Feature/harvesting metadata from a provided repository url via cloning#473
Conversation
Added clone utility functions for repository cloning with error handling and cleanup.
Added new command-line arguments for URL and token in harvest command.
Add temporary directory handling for cloning repositories and update token management.
Added an explicit logging shutdown step before clearing the HERMES caches. Without shutting down logging first, the `clean` command fails on Windows with: `An error occurred during execution of clean (Find details in './hermes.log')` "Original exception was: [WinError 32] The process cannot access the file because it is being used by another process: '.hermes\\audit.log'"
|
@sferenz |
|
|
||
| import argparse | ||
| import shutil | ||
| import logging |
There was a problem hiding this comment.
@Aidajafarbigloo Is it necessary for your changes to include logging? If not, please remove it everywhere.
There was a problem hiding this comment.
@sferenz Thank you for the comments.
When using hermes clean command on Windows, I face this error:
Run subcommand clean
Removing HERMES caches...
An error occurred during execution of clean (Find details in './hermes.log')
Error in the "hermes.log":
Original exception was: [WinError 32] The process cannot access the file because it is being used by another process: '.hermes\\audit.log'.
This happens because Windows does not allow deletion of a file that is still open by the current process. The audit.log file inside .hermes is held open by a logging file handler. When shutil.rmtree() attempts to remove the directory, it fails due to the open file handle. I'm using logging.shutdown() to ensure that all logging handlers are closed before the directory is deleted, it does not introduce new logging behavior.

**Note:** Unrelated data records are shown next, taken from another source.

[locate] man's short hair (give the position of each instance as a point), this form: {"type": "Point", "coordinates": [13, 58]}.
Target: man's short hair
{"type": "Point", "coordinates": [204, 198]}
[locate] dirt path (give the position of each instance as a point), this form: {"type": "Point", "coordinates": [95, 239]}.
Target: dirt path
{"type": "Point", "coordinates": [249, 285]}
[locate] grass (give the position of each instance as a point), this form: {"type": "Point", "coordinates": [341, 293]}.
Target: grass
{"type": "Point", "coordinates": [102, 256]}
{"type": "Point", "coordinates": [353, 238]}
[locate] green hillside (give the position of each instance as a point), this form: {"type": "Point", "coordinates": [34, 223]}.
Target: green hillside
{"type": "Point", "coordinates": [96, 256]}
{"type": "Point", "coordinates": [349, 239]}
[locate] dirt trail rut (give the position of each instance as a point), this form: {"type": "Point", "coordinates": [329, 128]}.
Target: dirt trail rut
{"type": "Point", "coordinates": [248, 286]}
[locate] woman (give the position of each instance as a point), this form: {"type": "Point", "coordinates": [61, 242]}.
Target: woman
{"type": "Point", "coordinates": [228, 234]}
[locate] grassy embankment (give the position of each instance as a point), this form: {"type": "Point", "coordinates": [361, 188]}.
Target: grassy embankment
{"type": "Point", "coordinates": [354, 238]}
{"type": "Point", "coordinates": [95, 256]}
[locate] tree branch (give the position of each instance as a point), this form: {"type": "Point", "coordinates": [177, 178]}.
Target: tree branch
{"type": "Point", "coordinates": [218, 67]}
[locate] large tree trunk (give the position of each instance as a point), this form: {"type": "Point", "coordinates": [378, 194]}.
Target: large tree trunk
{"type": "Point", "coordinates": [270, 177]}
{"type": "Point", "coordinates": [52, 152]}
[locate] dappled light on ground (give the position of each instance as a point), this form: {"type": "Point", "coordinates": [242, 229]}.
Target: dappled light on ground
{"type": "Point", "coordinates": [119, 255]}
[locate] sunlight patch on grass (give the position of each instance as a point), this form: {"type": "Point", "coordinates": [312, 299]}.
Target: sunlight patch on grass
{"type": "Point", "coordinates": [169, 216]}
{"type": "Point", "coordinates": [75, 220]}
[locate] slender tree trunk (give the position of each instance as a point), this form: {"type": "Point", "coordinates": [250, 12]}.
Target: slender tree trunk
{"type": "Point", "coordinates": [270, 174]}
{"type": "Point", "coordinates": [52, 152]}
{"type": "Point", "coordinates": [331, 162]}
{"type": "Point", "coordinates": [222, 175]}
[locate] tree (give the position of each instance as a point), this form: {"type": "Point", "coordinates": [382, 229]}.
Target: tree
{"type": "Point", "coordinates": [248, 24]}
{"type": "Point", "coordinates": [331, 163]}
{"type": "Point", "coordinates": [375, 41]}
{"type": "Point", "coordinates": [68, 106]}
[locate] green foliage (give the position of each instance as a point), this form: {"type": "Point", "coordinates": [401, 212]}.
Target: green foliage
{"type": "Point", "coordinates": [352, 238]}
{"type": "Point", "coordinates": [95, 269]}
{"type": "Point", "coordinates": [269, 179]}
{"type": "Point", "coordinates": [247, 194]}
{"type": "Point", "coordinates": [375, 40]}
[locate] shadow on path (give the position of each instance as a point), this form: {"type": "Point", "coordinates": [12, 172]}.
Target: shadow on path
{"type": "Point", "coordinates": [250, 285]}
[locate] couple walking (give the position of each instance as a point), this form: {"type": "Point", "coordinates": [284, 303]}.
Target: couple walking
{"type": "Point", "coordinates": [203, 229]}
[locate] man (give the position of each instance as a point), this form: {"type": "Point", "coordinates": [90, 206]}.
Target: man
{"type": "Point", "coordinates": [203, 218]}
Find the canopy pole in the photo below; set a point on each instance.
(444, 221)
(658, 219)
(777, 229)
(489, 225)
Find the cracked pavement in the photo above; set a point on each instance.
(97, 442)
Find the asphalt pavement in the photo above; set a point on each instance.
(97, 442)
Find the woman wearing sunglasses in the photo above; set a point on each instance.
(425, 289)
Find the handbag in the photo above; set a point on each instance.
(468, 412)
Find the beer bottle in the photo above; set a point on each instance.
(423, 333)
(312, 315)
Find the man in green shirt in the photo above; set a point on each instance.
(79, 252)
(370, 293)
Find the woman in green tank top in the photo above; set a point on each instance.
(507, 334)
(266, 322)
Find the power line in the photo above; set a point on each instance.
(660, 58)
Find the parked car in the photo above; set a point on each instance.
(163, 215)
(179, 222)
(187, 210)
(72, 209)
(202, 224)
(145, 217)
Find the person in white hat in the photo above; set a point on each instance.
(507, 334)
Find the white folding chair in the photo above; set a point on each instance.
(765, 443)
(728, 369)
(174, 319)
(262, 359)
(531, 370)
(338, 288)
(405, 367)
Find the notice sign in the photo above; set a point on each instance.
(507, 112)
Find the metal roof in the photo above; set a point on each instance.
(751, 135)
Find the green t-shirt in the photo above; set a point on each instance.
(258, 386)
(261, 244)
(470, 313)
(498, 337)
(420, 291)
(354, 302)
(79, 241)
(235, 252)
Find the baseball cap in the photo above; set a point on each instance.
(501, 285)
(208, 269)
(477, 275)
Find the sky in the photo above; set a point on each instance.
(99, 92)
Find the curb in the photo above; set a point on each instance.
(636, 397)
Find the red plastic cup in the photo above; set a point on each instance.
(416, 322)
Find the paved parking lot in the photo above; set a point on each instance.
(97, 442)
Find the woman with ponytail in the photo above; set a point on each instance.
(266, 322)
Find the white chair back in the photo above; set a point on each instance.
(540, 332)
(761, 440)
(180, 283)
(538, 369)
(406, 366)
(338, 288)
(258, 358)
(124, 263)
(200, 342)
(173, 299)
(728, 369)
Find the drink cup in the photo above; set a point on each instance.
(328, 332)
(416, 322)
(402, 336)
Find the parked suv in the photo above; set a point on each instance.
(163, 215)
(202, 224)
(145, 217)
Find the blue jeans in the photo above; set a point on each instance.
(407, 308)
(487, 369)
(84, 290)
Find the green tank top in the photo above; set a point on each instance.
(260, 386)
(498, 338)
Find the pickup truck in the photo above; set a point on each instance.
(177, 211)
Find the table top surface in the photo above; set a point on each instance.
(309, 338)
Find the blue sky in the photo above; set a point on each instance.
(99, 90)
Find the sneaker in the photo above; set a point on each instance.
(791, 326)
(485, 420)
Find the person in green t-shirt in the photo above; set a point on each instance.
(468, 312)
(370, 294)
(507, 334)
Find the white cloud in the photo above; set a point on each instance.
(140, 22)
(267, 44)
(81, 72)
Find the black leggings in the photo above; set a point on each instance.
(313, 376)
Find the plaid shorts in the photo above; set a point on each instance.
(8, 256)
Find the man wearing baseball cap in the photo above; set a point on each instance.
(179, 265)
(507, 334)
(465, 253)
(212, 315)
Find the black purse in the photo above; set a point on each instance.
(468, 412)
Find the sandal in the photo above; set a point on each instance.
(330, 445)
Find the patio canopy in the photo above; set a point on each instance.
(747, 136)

There was a problem hiding this comment.
This was fixed before but somehow the fix got lost... Weird 🤔
There was a problem hiding this comment.
Well, not only once. But it seems more important to not have a log file in the working directory than having a properly cleaned .hermes cache.
you should be able to configure the path to the logfile, though.
|
|
||
| # ---------------- utilities ---------------- | ||
|
|
||
| def _normalize_clone_url(url: str) -> str: |
There was a problem hiding this comment.
Please provide a general comment for each function.
| @@ -0,0 +1,249 @@ | |||
| # SPDX-FileCopyrightText: 2026 OFFIS e.V. | |||
| import toml | ||
|
|
||
|
|
||
| def _load_config(config_path: str) -> dict: |
There was a problem hiding this comment.
Please ensure that every function has a comment
This script bulk-tests HERMES metadata harvesting across multiple repositories, checking for expected metadata files and generating a CSV report.
Add test repositories for bulk testing.
|
@zyzzyxdonta @led02 Could you please review the PR and let me know if something needs to be changed? |
zyzzyxdonta
left a comment
There was a problem hiding this comment.
I left some comments on the cloning procedure and the tests. I haven't looked at how it is integrated into the application yet.
There was a problem hiding this comment.
The tests are currently a standalone script but they should use the Python unittest library or Pytest just like all the other tests do. You rebuilt a lot of things that already exist in these libraries, e.g. output of messages, test fixtures, ...
| """ | ||
|
|
||
| import subprocess | ||
| import pandas as pd |
There was a problem hiding this comment.
Pandas is not part of the dependencies and I would prefer not to add it.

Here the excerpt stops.